Why do disputes take so long to resolve?

Apart from many formal aspects, the parties themselves often undertake actions that affect the duration of proceedings. For example, calling too many witnesses, whose testimony or statements do not provide merit to the proceedings, or filing pleadings just before or at the hearing, which makes it necessary to postpone the hearing. In proceedings in which an expert opinion is required, issuance of a decision can be postponed for months, and in the worst cases, years.

Hearing timetable

The draft amendment to the Code of Civil Procedure introduces a new, additional phase of preparatory proceedings, with the goal of decreasing unnecessarily lengthy proceedings. In this phase of the proceedings a "Hearing timetable" is prepared, in which the parties must precisely specify and clarify their demands and accurately determine allegations. It is up to the judge to determine which facts remain disputable between the parties and to draw up a protocol for discrepancies.

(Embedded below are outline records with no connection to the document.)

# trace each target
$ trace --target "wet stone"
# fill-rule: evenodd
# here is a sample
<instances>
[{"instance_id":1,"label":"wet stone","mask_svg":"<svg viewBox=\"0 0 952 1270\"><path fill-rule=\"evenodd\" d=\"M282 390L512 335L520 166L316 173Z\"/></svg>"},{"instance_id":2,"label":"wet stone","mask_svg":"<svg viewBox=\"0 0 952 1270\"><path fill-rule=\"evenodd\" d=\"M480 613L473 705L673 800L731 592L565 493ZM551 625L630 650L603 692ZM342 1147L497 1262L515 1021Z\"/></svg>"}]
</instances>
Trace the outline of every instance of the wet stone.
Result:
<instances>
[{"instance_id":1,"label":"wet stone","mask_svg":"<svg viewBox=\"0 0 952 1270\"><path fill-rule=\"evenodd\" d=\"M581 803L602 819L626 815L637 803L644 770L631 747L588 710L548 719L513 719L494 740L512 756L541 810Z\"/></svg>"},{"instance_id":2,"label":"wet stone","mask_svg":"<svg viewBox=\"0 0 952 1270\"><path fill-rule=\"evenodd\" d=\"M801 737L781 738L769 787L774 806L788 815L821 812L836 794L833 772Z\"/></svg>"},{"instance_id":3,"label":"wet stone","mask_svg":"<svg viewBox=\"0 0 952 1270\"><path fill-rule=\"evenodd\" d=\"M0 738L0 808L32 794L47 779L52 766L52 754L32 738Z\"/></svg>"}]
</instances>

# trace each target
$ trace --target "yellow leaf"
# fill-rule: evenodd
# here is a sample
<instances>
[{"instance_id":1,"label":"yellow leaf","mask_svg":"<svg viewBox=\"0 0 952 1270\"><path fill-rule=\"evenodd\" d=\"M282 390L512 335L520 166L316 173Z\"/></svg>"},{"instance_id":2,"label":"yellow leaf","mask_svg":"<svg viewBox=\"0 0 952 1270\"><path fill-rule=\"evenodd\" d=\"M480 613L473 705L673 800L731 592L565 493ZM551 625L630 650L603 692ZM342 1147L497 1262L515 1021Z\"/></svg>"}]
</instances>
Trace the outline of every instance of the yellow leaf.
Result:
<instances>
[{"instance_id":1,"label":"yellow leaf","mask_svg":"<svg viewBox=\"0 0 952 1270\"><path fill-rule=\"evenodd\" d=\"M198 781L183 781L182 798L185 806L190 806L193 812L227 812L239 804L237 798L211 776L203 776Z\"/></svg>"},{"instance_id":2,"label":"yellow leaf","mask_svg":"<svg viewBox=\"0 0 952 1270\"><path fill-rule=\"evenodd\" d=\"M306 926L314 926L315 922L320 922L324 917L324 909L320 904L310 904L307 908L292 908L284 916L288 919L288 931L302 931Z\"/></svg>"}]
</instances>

During the preparatory proceedings the parties are obliged to submit all evidence. Evidence not submitted at this time will be omitted. The court must then decide whether or not to accept the evidence indicated by the parties in the "Hearing timetable".

Additionally in this stage, the schedule of proceedings, including the dates for the hearing and the date for announcement of the verdict, will be set. If the evidence is so extensive that it will not be possible to close the hearing on the first date, the next term will be set, if possible, in the following days.

The parties shall actively participate in the scheduling, and will have an influence on the development of the proceedings. This also means that the parties will share responsibility for the course of the proceedings. 

The result of the introduction of the Hearing timetable

After the preparatory proceedings and creation of a Hearing timetable, the parties will be fully aware of what actions must be taken in each case, at what time and, most importantly, within what time frame they may expect a ruling.

The solutions proposed in the draft amendment are not new to dispute resolution and are based on practices developed by arbitration courts, where cases are settled extremely efficiently. Hopefully, after the introduction of the amendment, common courts will also conduct proceedings quickly and efficiently.